My guess is that in the case of slice, the subset of the path is not returned as a path but something else...and in the case of more than one paths being returned by the query,
path1 = path1[0]["path"] can't handle more than one path.

What would you suggest for this please?

sanna_aizad · ‎03-18-2022

Also, if the path return only one node, I get an index out of range error

Traceback (most recent call last):
File "F:\test\exampe.py", line 72, in
main()
File "F:\test\exampe.py", line 58, in main
path2 = path2[0]["path"]
IndexError: list index out of range

rouven_bauer · ‎03-18-2022

I think there is a fundamental misconception and I'm guilty of choosing misleading variable names, sorry.

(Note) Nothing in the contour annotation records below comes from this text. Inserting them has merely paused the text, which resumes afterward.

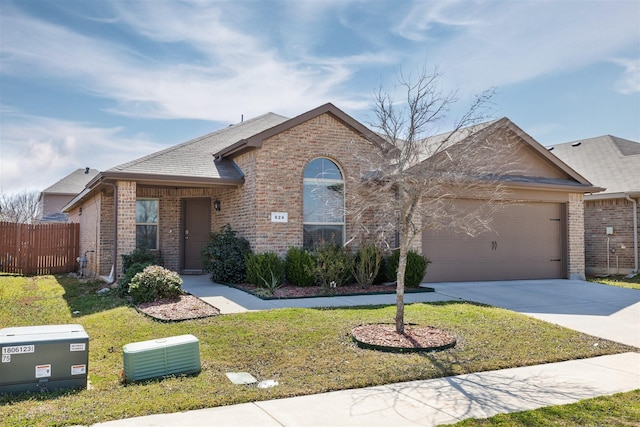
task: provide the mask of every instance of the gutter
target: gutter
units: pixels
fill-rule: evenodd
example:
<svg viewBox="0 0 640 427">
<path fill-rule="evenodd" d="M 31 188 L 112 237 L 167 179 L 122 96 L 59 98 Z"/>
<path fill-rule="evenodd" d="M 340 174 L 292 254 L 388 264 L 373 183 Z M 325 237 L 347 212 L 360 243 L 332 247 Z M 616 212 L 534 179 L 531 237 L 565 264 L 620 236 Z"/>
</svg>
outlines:
<svg viewBox="0 0 640 427">
<path fill-rule="evenodd" d="M 113 265 L 107 285 L 113 285 L 118 279 L 118 186 L 112 182 L 103 182 L 113 187 Z"/>
<path fill-rule="evenodd" d="M 638 273 L 638 201 L 627 193 L 624 196 L 633 203 L 633 272 Z"/>
</svg>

Let me try to clarify. But before I start, I highly recommend running this script with a debugger and exploring the API that way, or alternatively, running it in an interactive environment, e.g., a Python shell or a Jupyter notebook. This way, you can see what keys and things exist inside path1 and path2 when running different queries.

Anyway here goes:

tx.run(query_, params) returns a Result object (see docs).
I then call list(result) which will turn this result into a list of Record objects (see docs).
The exact keys the Record contains, depends on the query. So when you alter the query, you potentially alter what keys there are. If you don't want to rely on the names of the keys, you can also index the records with integers. So instead of path1[0]["path"], you could do path1[0][0].

Regarding your last message Loops nodes on a path using python - #4 by sanna.aizad This error does not stem from the line you quoted me on, but from this line path2 = path2[0]["path"], which fails for the reason explained above.